Mieterin entdeckt Geld in der Wand

Hat ein verstorbener Vormieter Bargeld versteckt, handelt es sich nicht um eine herrenlose Fundsache

onlineurteile.de - Die Münchnerin war gerade in die Mietwohnung eingezogen und hatte einen Elektriker bestellt, um einige Installationen zu überprüfen. Darunter auch eine defekte Steckdose. Handwerker und Mieterin schraubten gemeinsam die Schutzvorrichtung ab. In einem Hohlraum in der Wand, verdeckt durch die Steckdose, entdeckten sie Bargeld: fast 80.000 Euro in Euronoten und Dollarnoten.

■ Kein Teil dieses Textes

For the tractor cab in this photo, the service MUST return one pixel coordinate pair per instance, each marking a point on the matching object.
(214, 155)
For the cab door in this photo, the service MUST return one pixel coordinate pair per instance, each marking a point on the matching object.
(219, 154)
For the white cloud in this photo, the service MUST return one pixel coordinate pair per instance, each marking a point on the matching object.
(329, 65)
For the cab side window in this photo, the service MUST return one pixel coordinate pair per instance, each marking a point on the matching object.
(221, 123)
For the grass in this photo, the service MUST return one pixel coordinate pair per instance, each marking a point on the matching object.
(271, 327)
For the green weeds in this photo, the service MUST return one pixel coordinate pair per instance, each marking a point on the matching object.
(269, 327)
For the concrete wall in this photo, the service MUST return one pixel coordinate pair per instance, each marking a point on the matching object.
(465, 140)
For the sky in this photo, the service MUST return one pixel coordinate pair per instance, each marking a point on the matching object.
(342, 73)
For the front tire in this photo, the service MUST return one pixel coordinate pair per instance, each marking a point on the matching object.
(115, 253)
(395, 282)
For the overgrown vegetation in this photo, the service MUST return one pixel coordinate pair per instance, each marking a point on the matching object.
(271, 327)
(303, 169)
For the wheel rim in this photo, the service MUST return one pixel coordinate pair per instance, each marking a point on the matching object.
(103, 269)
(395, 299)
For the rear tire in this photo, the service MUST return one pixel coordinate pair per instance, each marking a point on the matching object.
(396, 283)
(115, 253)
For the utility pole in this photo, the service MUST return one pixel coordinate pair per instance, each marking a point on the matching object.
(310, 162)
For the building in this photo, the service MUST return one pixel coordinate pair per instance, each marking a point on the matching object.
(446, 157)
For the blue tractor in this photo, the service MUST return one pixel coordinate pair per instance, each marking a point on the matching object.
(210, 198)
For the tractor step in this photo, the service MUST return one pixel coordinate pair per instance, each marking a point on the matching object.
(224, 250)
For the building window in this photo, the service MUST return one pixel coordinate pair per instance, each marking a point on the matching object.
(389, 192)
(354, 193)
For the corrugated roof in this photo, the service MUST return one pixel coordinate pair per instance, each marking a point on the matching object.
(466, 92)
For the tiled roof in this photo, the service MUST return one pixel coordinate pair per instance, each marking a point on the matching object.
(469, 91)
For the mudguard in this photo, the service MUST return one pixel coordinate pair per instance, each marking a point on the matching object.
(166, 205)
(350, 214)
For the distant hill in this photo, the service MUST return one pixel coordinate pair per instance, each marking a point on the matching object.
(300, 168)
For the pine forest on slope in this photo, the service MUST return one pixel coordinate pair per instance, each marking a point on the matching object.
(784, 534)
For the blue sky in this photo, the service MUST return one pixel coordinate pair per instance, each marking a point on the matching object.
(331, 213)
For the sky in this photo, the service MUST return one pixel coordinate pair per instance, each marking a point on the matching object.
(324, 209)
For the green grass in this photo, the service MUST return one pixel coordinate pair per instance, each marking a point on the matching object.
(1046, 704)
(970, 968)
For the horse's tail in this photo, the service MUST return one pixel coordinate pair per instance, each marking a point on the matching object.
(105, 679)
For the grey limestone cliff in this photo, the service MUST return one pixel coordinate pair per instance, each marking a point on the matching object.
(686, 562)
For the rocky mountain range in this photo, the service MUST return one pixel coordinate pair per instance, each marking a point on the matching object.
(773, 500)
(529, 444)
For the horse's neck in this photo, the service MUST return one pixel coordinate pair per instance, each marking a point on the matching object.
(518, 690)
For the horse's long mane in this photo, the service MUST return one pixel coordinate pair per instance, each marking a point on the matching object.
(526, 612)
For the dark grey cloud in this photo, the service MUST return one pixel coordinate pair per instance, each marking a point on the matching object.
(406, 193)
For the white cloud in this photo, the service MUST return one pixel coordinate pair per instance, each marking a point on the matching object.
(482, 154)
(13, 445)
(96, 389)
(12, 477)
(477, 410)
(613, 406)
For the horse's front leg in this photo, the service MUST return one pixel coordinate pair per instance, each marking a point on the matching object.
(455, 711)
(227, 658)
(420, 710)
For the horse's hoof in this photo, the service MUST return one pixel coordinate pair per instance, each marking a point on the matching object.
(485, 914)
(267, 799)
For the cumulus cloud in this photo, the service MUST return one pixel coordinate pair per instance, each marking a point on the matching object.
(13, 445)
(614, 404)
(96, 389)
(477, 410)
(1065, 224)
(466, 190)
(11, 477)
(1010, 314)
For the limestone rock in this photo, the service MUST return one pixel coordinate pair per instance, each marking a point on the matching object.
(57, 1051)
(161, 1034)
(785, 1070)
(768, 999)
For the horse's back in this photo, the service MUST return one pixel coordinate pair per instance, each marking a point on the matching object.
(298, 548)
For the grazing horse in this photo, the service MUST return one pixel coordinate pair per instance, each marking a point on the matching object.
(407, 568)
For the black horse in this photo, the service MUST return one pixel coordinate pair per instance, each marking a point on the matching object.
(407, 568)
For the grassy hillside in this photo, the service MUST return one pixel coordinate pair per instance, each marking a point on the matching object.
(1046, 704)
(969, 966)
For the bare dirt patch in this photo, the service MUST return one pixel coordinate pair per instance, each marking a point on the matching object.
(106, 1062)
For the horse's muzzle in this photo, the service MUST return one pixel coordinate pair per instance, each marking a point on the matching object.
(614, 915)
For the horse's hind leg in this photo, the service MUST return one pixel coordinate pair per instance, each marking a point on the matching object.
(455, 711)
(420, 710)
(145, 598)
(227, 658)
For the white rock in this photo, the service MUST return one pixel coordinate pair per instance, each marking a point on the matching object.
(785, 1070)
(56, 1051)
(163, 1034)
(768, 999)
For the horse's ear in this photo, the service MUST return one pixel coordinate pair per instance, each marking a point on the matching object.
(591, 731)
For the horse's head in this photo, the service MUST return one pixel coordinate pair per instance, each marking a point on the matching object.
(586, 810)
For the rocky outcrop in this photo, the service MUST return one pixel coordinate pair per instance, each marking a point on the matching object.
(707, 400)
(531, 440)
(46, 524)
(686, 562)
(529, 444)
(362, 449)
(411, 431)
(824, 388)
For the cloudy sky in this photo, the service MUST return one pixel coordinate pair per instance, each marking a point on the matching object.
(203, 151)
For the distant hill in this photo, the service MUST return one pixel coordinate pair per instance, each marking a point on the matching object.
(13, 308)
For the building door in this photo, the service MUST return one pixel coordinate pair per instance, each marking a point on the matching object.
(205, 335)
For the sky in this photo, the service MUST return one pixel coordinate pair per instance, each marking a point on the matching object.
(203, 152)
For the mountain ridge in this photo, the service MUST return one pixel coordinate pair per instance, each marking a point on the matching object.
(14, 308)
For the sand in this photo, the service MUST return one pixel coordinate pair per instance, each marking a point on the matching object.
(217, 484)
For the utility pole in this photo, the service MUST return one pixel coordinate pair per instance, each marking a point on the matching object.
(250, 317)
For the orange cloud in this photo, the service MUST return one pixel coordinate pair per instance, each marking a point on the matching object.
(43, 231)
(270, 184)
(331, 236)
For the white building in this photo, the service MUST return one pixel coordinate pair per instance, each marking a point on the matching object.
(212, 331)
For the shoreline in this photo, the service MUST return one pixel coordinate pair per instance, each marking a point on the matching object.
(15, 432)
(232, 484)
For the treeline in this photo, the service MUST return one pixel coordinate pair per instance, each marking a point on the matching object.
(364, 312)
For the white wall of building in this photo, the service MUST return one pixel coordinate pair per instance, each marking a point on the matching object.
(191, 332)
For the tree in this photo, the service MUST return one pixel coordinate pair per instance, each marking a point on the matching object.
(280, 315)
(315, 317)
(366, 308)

Mit dem Elektriker brachte die Frau das Geld zur Polizei, die es später dem städtischen Fundbüro übergab. Ein Fundbüro-Mitarbeiter forschte nach und kam zu dem Schluss, der Betrag gehöre wohl zum Nachlass des — 2010 in der Wohnung verstorbenen — Vormieters T. Für dessen Nachlass habe das Amtsgericht seinerzeit eine Nachlasspflegerin bestellt, die immer noch ermittle, welche Verwandte als Erben in Frage kommen könnten. Das Fundbüro übergab das Bargeld der Nachlasspflegerin.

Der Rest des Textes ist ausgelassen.